Introduction

This is just a short blog post about a simple DTrace script (dtrace_kghal_pga_code), that i recently wrote and published due to a PGA memory leak troubleshooting assignment. A client of mine noticed a major PGA memory increase after upgrading to Oracle 12c. The PL/SQL code did not change – just the database release. He already troubleshooted the issue with help of Tanel Poder’s blog post “Oracle Memory Troubleshooting, Part 4: Drilling down into PGA memory usage with V$PROCESS_MEMORY_DETAIL” and identified the corresponding heap and allocation reason. However there is one issue by just looking at V$PROCESS_MEMORY_DETAIL or heap dumps – you can not trace back the causing PL/SQL or SQL code very easily.
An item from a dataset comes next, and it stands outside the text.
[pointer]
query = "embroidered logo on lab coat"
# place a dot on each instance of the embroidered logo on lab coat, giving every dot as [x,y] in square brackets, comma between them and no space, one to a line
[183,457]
DTrace approach with script “dtrace_kghal_pga_code”

The basic idea behind the DTrace script is to check the memory allocation reason on probe entry level (for KGHAL memory allocator functions) and stop the Oracle process at this point if the check is true. After the Oracle process has been stopped by DTrace you can request an error stack with oradebug and continue the Oracle process. As the process continues you get an errorstack trace which includes the responsible code for this particular memory allocation request (in PGA).

The following demo is run with Oracle 12.1.0.2 on Solaris 11.2 x86. I also used Frits Hoogland’s PL/SQL code from here and put it into PL/SQL function called mem_alloc to allocate a lot of PGA memory.

SQL> select mem_alloc() from dual;

After a few seconds Tanel Poder’s script smem_detail.sql can be used to determine the detailed PGA memory usage.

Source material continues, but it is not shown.